Boro (which roughly translates to “rags” or “trash”) began out of necessity. Different styles emerged as solutions to variations in weather, and wear and tear. If temperatures dropped, a layer was added; and if a hole or tear appeared, a patch was sewn on—whether the fabric matched didn’t matter. The craftspeople who filled in those missing pieces surely couldn’t have imagined that their efforts would evolve into a formidable fashion category, or a style that brands would adopt as their signature look. The unique process of repairing garments certainly doesn’t begin in 19th or 20th century Japan, but the incredible textiles available there differentiated their pieces. Repairs made the garments whole again, while adding another literal and creative layer—each with a story attached to ultimately create a wearable historic timeline.

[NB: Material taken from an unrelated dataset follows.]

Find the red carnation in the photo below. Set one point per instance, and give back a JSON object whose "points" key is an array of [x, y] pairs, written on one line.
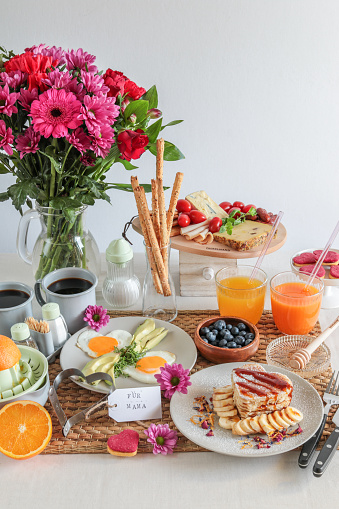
{"points": [[132, 144], [34, 65], [115, 81], [133, 91]]}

The SO-IL-designed exhibition allows visitors to survey the pieces with 360-degree access. Whether walking in a circle around a garment to see its entire construction or directing your gaze at an angle to get a glimpse inside, the lighting, the height at which they’re hung, and the reflective surfaces that sit below every piece form an ideal environment for viewing. The first room of the three-gallery show focuses on incredible specimens of traditional pieces dating as far back as the Edo period; the second highlights Kyoichi Tsuzuki’s photography of boro being worn and the opportunity to try on select garments and the final highlights contemporary works of art and avant-garde fashion using or inspired by the medium.
Centuries before Boro became intertwined in fashion (see CH favorites Kapital and Atelier and Repairs), it served as an extension of Japanese principles and traditions. Recognizing the beauty in everyday items and the sentiment behind repair are integral parts of traditional Japanese culture, both in ethics and aesthetics. The style also encourages sustainability and favors worn-in, one-off items over those that are mass-produced. Through both the vintage pieces and the newer releases (which range from children’s pieces to bags and socks), the Japan Society’s exhibition affirms this.